ThePrez commented 1 year ago

That ea version should be fine. I have never seen the corruptcache failure type before!

Can you send me /home/GUENEY/javacore.20230426.114718.279.0002.txt ? (Privately if need be)

ThePrez commented 1 year ago

/home/GUENEY/core.20230426.114718.279.0001.dmp would be very valuable also

KerimG commented 1 year ago

Hey @ThePrez , thanks. Sent you two links over Ryver. There's no urgency or anything, since the command works just fine after the initial hiccup but it is a little weird and thought you might want to know. May I ask what kind of tooling you use to analyze the .dmp ?

KerimG commented 1 year ago

Okay, something interesting happened. Today morning, when I tried to call sc -v, the command and every subsequent call of sc worked just fine.

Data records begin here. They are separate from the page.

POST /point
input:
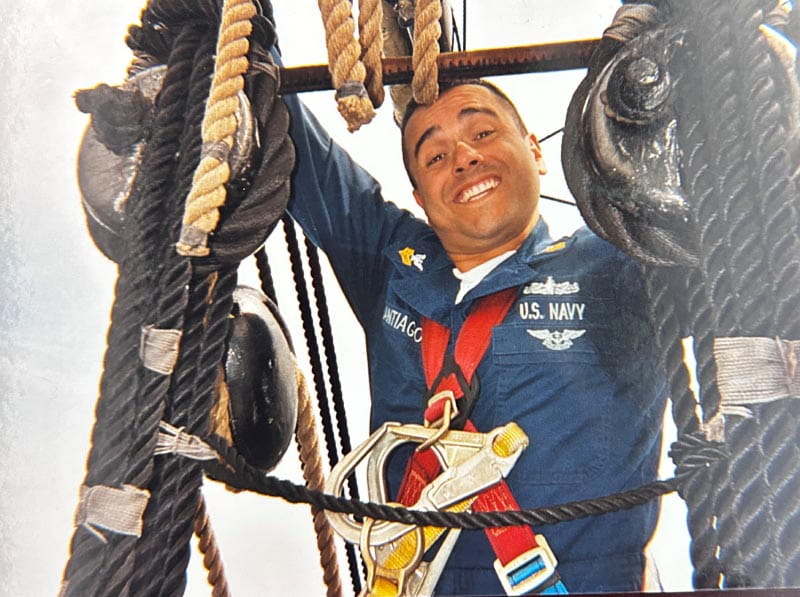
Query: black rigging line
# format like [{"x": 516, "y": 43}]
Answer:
[
  {"x": 464, "y": 22},
  {"x": 553, "y": 134},
  {"x": 557, "y": 200}
]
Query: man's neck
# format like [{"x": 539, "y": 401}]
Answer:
[{"x": 467, "y": 261}]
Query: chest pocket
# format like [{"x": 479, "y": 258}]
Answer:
[{"x": 555, "y": 381}]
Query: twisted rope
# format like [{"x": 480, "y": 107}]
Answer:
[
  {"x": 232, "y": 469},
  {"x": 207, "y": 544},
  {"x": 316, "y": 369},
  {"x": 208, "y": 192},
  {"x": 344, "y": 63},
  {"x": 122, "y": 434},
  {"x": 306, "y": 437},
  {"x": 427, "y": 31},
  {"x": 370, "y": 38}
]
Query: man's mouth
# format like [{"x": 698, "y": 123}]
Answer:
[{"x": 477, "y": 191}]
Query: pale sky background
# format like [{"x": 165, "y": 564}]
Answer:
[{"x": 57, "y": 288}]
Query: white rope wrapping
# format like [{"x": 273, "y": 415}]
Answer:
[
  {"x": 630, "y": 20},
  {"x": 174, "y": 440},
  {"x": 119, "y": 510},
  {"x": 754, "y": 371},
  {"x": 159, "y": 348}
]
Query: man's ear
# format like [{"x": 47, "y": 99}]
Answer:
[
  {"x": 417, "y": 198},
  {"x": 536, "y": 149}
]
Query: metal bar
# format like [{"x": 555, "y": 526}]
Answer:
[{"x": 458, "y": 65}]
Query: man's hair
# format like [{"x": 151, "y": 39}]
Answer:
[{"x": 413, "y": 106}]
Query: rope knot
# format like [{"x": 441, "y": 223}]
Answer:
[
  {"x": 693, "y": 453},
  {"x": 175, "y": 440}
]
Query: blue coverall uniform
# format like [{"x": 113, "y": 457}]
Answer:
[{"x": 573, "y": 361}]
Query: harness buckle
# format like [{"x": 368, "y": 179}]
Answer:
[{"x": 529, "y": 571}]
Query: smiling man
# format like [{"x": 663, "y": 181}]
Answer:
[{"x": 567, "y": 353}]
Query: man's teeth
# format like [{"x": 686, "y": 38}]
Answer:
[{"x": 479, "y": 188}]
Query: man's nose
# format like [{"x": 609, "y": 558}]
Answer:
[{"x": 466, "y": 157}]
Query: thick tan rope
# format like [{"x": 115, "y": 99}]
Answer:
[
  {"x": 370, "y": 37},
  {"x": 344, "y": 63},
  {"x": 207, "y": 543},
  {"x": 208, "y": 192},
  {"x": 311, "y": 461},
  {"x": 427, "y": 31}
]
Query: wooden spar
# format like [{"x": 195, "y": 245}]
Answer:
[{"x": 458, "y": 65}]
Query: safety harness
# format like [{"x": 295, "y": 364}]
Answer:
[{"x": 525, "y": 564}]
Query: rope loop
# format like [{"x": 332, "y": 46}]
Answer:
[
  {"x": 427, "y": 31},
  {"x": 344, "y": 62},
  {"x": 208, "y": 193}
]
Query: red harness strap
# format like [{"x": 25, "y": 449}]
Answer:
[{"x": 472, "y": 342}]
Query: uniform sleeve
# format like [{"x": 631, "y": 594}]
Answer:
[{"x": 341, "y": 209}]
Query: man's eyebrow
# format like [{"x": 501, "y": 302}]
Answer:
[
  {"x": 428, "y": 132},
  {"x": 462, "y": 114}
]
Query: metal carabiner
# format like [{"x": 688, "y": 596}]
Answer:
[{"x": 470, "y": 461}]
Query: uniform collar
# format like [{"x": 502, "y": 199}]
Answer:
[{"x": 426, "y": 282}]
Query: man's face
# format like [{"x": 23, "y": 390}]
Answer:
[{"x": 476, "y": 173}]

Yesterday, we had another issue on the system, I assumed that they're unrelated but now I'm not so sure. We had problems with yum, it was throwing

gueney@ibmi:~ $ yum check
error: db4 error(22) from dbenv->open: invalid argument 
error: cannot open packages index using db3 - invalid argument (22)
# and more but I don't have the remaining error anywhere

I decided to fix it by just deleting the rpm dbs and rebuilding them:

gueney@ibmi:~ $ rm -f /QOpenSys/var/lib/rpm/__db*
gueney@ibmi:~ $ rpm --rebuilddb

which fixed yum and also MAYBE the JVM problem?

Or maybe the non-verbose sc call is bugged and the verbose one isn't? I guess we'll see tomorrow.

KerimG commented 1 year ago

Okay. It looks like those yum/rpm issues were the cause of this, because today morning everything works fine again.